A more convenient `#[target_feature]` replacement

Overview

A more convenient #[target_feature] replacement

To get good performance out of SIMD everything on the SIMD codepath must be inlined. With how SIMD is currently implemented in Rust one of two things have to be true for a function using SIMD to be inlinable: (and this includes the SIMD intrinsics themselves)

a) The whole program has to be compiled with the relevant -C target-cpu or -C target-feature flags.

b) SIMD support must be automatically detected at runtime, and every function on the SIMD codepath must be marked with #[target_feature].

Both have their downsides.

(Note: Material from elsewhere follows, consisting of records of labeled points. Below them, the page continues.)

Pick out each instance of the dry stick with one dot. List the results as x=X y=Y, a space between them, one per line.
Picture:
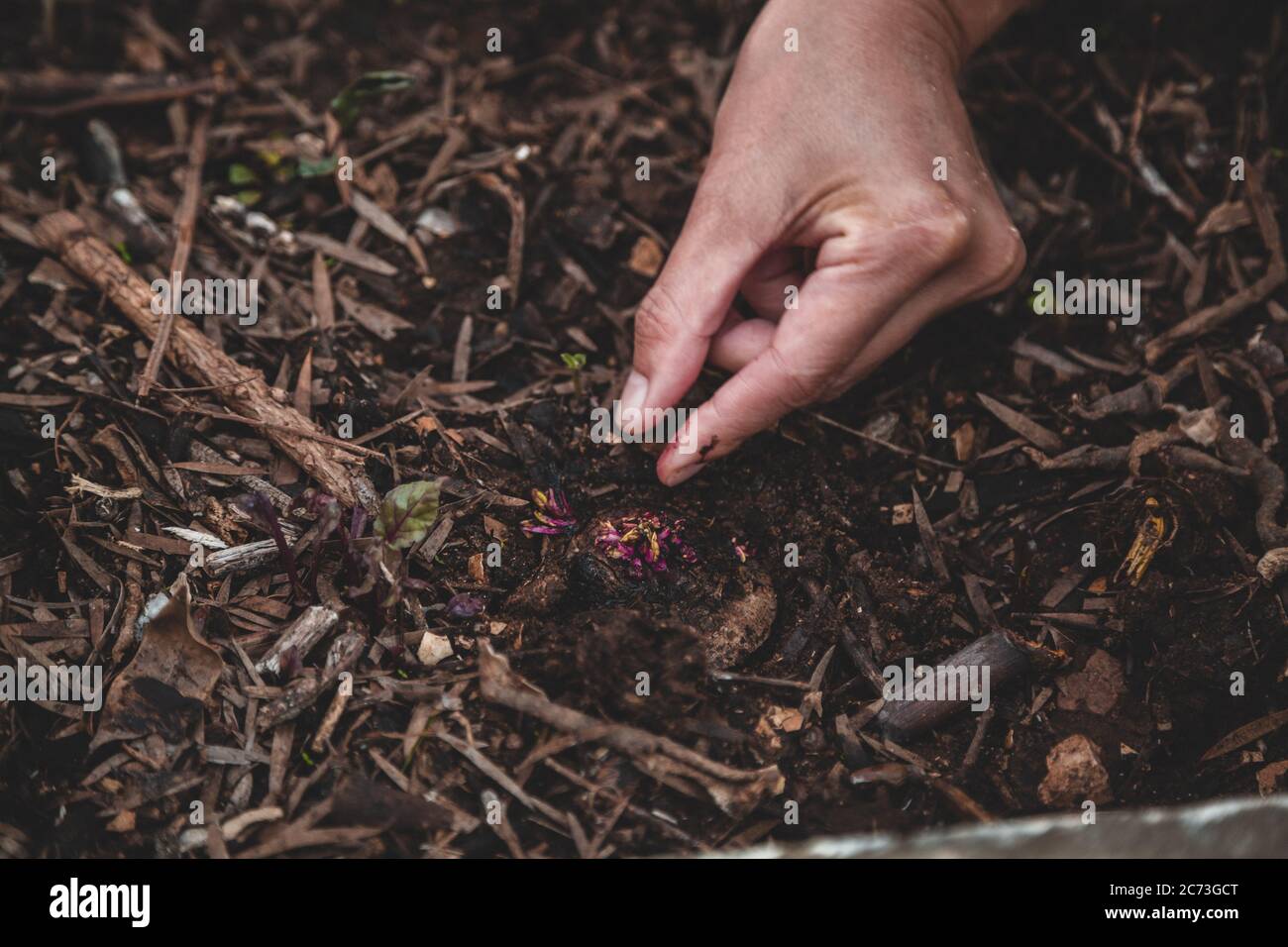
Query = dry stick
x=1215 y=316
x=185 y=227
x=733 y=789
x=194 y=355
x=141 y=95
x=901 y=719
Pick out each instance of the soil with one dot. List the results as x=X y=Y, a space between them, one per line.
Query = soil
x=810 y=569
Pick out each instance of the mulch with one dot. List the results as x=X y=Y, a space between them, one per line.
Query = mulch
x=299 y=659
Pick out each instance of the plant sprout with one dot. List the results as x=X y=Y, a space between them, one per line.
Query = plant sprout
x=644 y=543
x=575 y=363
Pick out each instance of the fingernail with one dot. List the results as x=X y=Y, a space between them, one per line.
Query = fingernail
x=632 y=403
x=684 y=474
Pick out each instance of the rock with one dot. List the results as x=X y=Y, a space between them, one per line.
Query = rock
x=1096 y=686
x=738 y=618
x=1074 y=775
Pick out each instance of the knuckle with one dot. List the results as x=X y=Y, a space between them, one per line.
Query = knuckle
x=802 y=385
x=1001 y=260
x=657 y=317
x=931 y=232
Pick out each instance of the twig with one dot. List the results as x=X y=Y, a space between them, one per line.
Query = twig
x=184 y=227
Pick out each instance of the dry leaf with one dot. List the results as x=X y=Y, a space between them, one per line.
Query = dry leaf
x=167 y=682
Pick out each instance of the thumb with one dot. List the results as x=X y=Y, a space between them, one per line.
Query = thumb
x=686 y=307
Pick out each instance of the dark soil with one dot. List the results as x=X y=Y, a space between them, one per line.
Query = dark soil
x=751 y=664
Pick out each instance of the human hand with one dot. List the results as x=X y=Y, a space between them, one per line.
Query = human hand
x=820 y=205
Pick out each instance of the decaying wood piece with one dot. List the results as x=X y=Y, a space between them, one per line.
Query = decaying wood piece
x=997 y=651
x=1214 y=316
x=196 y=356
x=301 y=635
x=304 y=692
x=735 y=791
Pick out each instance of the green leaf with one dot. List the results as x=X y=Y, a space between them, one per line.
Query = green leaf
x=241 y=174
x=317 y=167
x=344 y=106
x=407 y=513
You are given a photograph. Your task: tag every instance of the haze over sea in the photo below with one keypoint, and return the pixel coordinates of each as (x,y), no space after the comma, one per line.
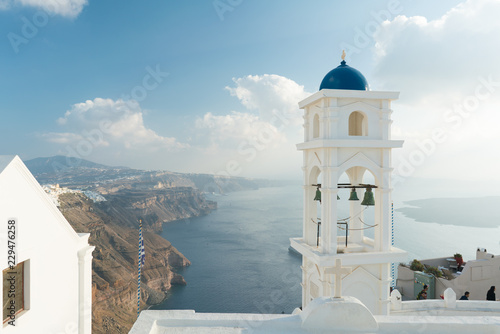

Setting the target-cpu or target-features makes the resulting binary incompatible with older CPUs, while using #[target_feature] is incredibly inconvenient.

This crate is meant to make #[target_feature] less painful to use.

Problems with #[target_feature]

When we're not compiling with the relevant target-cpu/target-feature flags everything on the SIMD codepath must be marked with the #[target_feature] attribute. This is not a problem when all of your SIMD code is neatly encapsulated inside of a single function, but once you start to build out more elaborate abstractions it starts to become painful to use.

  • It can only be used on unsafe functions, so everything on your SIMD codepath now has to be unsafe.

    In theory this is nice - these functions require the relevant SIMD instructions to be present at runtime, so calling them without checking is obviously unsafe! But in practice this is rarely what you want. When you build an abstraction over SIMD code you usually want to assume that internally within your module all of the necessary SIMD instructions are available, and you only want to check this at the boundaries when you're first entering your module. You do not want to infect everything inside of the module with unsafe since you've already checked this invariant at the module's API boundary.

  • It cannot be used on non-unsafe trait methods.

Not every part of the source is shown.